Article publié le dimanche 20 mai 2007.

 

Beaucoup a déjà été écrit sur la nature étriquée du capitalisme à la française. Le fait que les « grands patrons », ceux du CAC 40, siègent au Conseil d’administration des sociétés dirigées par leurs acolytes est désormais bien connu et parfois dénoncé comme le signe d’un capitalisme de copains s’entendant tels des larrons à la foire. Les juteuses « indemnités de départ » - octroyées généreusement même en cas de gestion calamiteuse avérée - les « parachutes en or » faramineux ou les réalisations sonnantes et trébuchantes des stocks options sont à l’évidence les conséquences visibles de ce copinage. En revanche, on connaît beaucoup moins bien ce qui se cache derrière les tractations conduisant aux grandes opérations de restructuration du capital de ces firmes désormais tentaculaires. Si la bonne marche du capitalisme a besoin d’une certaine dose de secret, la démocratie ne peut s’accommoder durablement de l’opacité de cette économie financière dont profitent abusivement quelques concitoyens sans scrupules.

L’étroitesse du monde des affaires en France est formidablement renforcée par l’omniprésence d’un homme dont l’ombre plane sur la plupart des grandes opérations qui ont contribué à structurer le paysage industriel et financier de ce pays au cours des vingt-cinq dernières années. Le nom de ce personnage lui-même tentaculaire ? Alain Minc. Avec lui, l’expression « homme d’influence » prend tout son sens, il en est la quintessence. Pourtant, la force de cette influence n’a d’égale que le troublant mystère que constitue l’entretien constamment renouvelé de sa notoriété. Énarque, il se fit connaître à la fin des années soixante-dix en cosignant avec Simon Nora, pour le Commissariat au Plan un rapport célèbre sur « l’informatisation de la société ». Si les thèses développées dans ce document de prospective sont loin d’avoir été toutes vérifiées, il constituera cependant pour son auteur une sorte de certificat de rigueur intellectuelle lui conférant le titre d’expert éternel pour temps de « pantouflage ». En effet, le bonhomme n’avait pas fait l’Ena pour servir l’État mais entendait bien utiliser ce que l’État lui octroya un temps pour se servir ensuite dans le privé.

Fort de ce « capital social » de départ, il constitua son réseau de relations à triple géométrie : monde des affaires privées, univers des grands médias d’informations, scène politique multipartiste.
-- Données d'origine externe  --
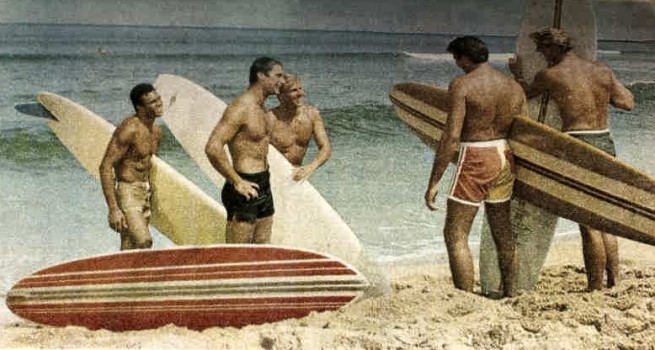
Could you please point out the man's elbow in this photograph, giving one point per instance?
(627, 103)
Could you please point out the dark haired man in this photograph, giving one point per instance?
(245, 128)
(583, 91)
(125, 168)
(482, 103)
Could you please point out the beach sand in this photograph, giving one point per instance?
(424, 311)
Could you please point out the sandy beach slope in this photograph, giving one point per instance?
(424, 311)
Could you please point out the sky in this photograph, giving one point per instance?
(616, 19)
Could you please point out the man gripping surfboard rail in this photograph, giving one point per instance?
(483, 103)
(125, 167)
(583, 90)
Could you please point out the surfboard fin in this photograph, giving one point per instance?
(35, 109)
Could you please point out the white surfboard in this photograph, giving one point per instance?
(303, 218)
(180, 210)
(533, 226)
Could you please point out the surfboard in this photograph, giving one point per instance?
(303, 218)
(533, 226)
(180, 210)
(554, 171)
(193, 287)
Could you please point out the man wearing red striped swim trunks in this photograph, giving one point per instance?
(483, 103)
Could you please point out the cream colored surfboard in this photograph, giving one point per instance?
(303, 218)
(533, 226)
(180, 210)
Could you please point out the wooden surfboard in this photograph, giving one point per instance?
(554, 171)
(194, 287)
(303, 218)
(180, 210)
(533, 226)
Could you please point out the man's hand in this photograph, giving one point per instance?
(431, 197)
(302, 173)
(117, 220)
(514, 65)
(247, 189)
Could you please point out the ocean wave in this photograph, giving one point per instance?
(448, 57)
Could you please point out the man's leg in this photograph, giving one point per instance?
(263, 230)
(595, 259)
(498, 216)
(611, 244)
(459, 218)
(238, 232)
(139, 234)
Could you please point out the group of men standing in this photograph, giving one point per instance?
(482, 105)
(246, 128)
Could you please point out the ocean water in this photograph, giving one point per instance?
(51, 210)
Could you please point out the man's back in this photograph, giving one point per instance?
(492, 100)
(582, 91)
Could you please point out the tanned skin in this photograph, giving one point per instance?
(295, 124)
(583, 91)
(128, 159)
(483, 103)
(245, 128)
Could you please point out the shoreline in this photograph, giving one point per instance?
(425, 311)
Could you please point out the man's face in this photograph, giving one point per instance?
(152, 104)
(293, 93)
(273, 80)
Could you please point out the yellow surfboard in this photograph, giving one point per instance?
(180, 210)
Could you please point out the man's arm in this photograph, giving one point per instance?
(324, 147)
(620, 96)
(115, 152)
(223, 133)
(449, 140)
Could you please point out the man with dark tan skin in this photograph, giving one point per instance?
(482, 103)
(583, 91)
(294, 125)
(245, 128)
(125, 168)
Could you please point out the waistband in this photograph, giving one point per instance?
(262, 175)
(588, 132)
(491, 143)
(138, 184)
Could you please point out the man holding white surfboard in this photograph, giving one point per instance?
(125, 168)
(245, 128)
(295, 123)
(582, 90)
(483, 103)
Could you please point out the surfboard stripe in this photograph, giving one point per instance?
(193, 273)
(195, 287)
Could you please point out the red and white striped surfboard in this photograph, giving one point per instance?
(193, 287)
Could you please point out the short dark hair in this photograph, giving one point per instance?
(262, 65)
(552, 36)
(471, 47)
(138, 91)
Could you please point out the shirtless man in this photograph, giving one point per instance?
(245, 128)
(294, 125)
(125, 168)
(482, 103)
(583, 91)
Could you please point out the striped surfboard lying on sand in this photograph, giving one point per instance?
(193, 287)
Une telle géométrie peaufinée par un seul homme devrait choquer le moindre des démocrates apprenant que grâce à elle son fabriquant génial est aujourd’hui tout à la fois conseiller financier de dix-huit des quarante plus grands patrons français, Président du Conseil de surveillance du quotidien Le Monde, conseiller économique de M. Nicolas Sarkozy, candidat à la magistrature suprême. Ça devrait choquer mais ça ne choque pas. Voilà le mystère. Comme Alain Minc s’est aussi imposé comme intellectuel et publie des livres avec une régularité de métronome, chaque nouvelle parution est saluée par les éditorialistes de renom comme un événement, un nouveau progrès de la pensée. L’homme étant partout où une présence compte, partout on parlera de lui. Dans une époque où nombre de médias sont dans les mains des affairistes, le système Minc s’apparente au « jeu de la barbichette ». Ailleurs, dans la presse indépendante - au périmètre hélas trop réduit - on ne louange jamais les livres de cet écrivain. Curieux, non ?
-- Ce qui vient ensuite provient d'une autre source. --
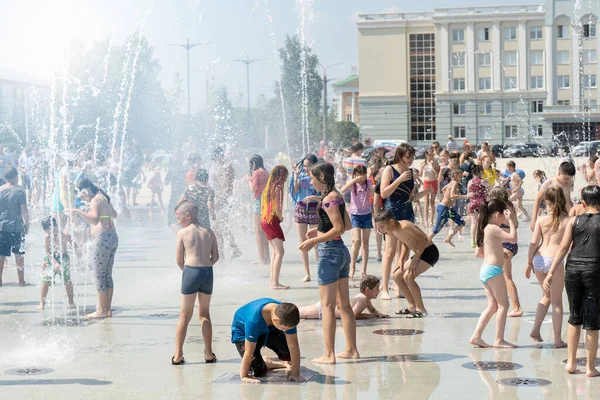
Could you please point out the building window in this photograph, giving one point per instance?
(511, 131)
(510, 33)
(484, 34)
(589, 81)
(458, 35)
(485, 108)
(537, 106)
(485, 84)
(536, 57)
(562, 31)
(510, 83)
(460, 132)
(458, 59)
(562, 57)
(509, 58)
(562, 82)
(537, 82)
(535, 33)
(589, 57)
(458, 84)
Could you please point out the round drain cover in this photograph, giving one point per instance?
(398, 332)
(28, 371)
(492, 366)
(524, 382)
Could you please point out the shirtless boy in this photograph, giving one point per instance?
(369, 290)
(426, 255)
(564, 179)
(445, 209)
(197, 252)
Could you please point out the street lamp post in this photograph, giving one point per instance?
(188, 46)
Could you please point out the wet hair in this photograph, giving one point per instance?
(328, 172)
(566, 168)
(368, 282)
(403, 150)
(288, 314)
(202, 175)
(485, 211)
(11, 174)
(591, 195)
(556, 196)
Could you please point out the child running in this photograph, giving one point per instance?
(369, 290)
(582, 279)
(547, 235)
(57, 261)
(489, 239)
(360, 213)
(197, 252)
(426, 255)
(271, 218)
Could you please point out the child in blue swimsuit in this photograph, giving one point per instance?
(489, 239)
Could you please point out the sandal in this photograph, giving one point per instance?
(181, 362)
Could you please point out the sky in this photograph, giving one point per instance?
(35, 32)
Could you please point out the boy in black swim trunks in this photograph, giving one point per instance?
(426, 255)
(197, 252)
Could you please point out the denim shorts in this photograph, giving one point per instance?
(362, 221)
(334, 262)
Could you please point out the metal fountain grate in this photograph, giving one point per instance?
(398, 332)
(492, 366)
(529, 382)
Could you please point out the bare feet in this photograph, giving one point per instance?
(503, 344)
(479, 343)
(324, 360)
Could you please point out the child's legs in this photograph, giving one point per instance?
(185, 315)
(204, 314)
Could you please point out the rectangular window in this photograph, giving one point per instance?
(458, 84)
(589, 81)
(562, 31)
(589, 56)
(485, 84)
(484, 34)
(536, 57)
(537, 82)
(511, 131)
(562, 57)
(485, 59)
(458, 59)
(460, 132)
(510, 33)
(537, 106)
(535, 33)
(485, 108)
(458, 35)
(562, 82)
(510, 83)
(509, 58)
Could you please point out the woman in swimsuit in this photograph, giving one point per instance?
(547, 235)
(104, 244)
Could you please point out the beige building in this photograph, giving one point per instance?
(503, 74)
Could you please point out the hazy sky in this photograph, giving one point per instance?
(34, 32)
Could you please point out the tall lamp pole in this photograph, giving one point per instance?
(188, 46)
(325, 81)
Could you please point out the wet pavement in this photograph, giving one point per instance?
(54, 354)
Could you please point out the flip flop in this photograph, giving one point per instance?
(181, 362)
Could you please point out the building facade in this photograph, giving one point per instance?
(505, 74)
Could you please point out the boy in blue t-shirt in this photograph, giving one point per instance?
(266, 323)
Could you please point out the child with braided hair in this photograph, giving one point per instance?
(271, 218)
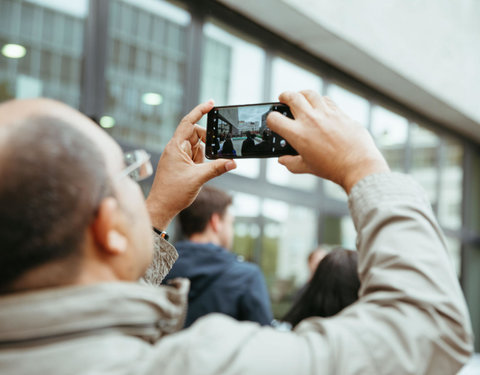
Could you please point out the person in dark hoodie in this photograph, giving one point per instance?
(220, 281)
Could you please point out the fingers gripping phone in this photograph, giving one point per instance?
(241, 131)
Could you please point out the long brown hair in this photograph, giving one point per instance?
(333, 287)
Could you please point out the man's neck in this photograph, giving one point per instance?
(205, 237)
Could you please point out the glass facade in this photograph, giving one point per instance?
(42, 49)
(145, 71)
(280, 217)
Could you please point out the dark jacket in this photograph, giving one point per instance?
(220, 282)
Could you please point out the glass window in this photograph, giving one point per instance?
(35, 60)
(339, 231)
(450, 196)
(233, 70)
(246, 209)
(145, 71)
(280, 175)
(287, 76)
(288, 237)
(424, 145)
(390, 133)
(353, 105)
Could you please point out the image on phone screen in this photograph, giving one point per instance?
(242, 132)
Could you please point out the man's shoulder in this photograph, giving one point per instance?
(244, 267)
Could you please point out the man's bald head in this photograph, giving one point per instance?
(53, 175)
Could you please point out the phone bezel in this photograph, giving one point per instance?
(288, 150)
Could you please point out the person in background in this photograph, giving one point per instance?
(76, 236)
(333, 286)
(219, 281)
(314, 258)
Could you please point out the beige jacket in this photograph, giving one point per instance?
(411, 317)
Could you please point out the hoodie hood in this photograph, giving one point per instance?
(201, 264)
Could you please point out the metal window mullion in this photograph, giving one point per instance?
(195, 40)
(94, 59)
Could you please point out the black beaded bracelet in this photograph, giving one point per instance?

Le « quotidien de révérence », quant à lui, ne parlera pas du dernier livre de Laurent Mauduit consacré à notre éminence « grise ». Intitulé Petits conseils (1), ce livre écrit par l’ancien responsable de la rubrique Entreprises du journal Le Monde décortique le système Minc, met à plat la toile d’araignée du centre de laquelle l’homme intrigue et s’enrichit. Ainsi, le quotidien du soir s’est interdit en son temps de publier un article de Laurent Mauduit consacré à la restructuration de la Caisse d’Épargne. Ce fut le début de l’enquête du journaliste qui découvrit alors que le Président du Conseil de surveillance de son journal était sérieusement impliqué dans les tractations financières de cette affaire. Ainsi encore, lorsque Vincent Bolloré revendit en 2005 son gros paquet d’actions Vallourec, achetées deux ans plus tôt, en réalisant l’un des plus lucratifs coups de bourse - 1,6 milliard d’Euros - Alain Minc, en vertu d’un accord stipulant que toutes les transactions conclues par l’homme d’affaires rapporteront 1% à son conseiller, perçut seize millions d’Euros. Sans bouger le petit doigt.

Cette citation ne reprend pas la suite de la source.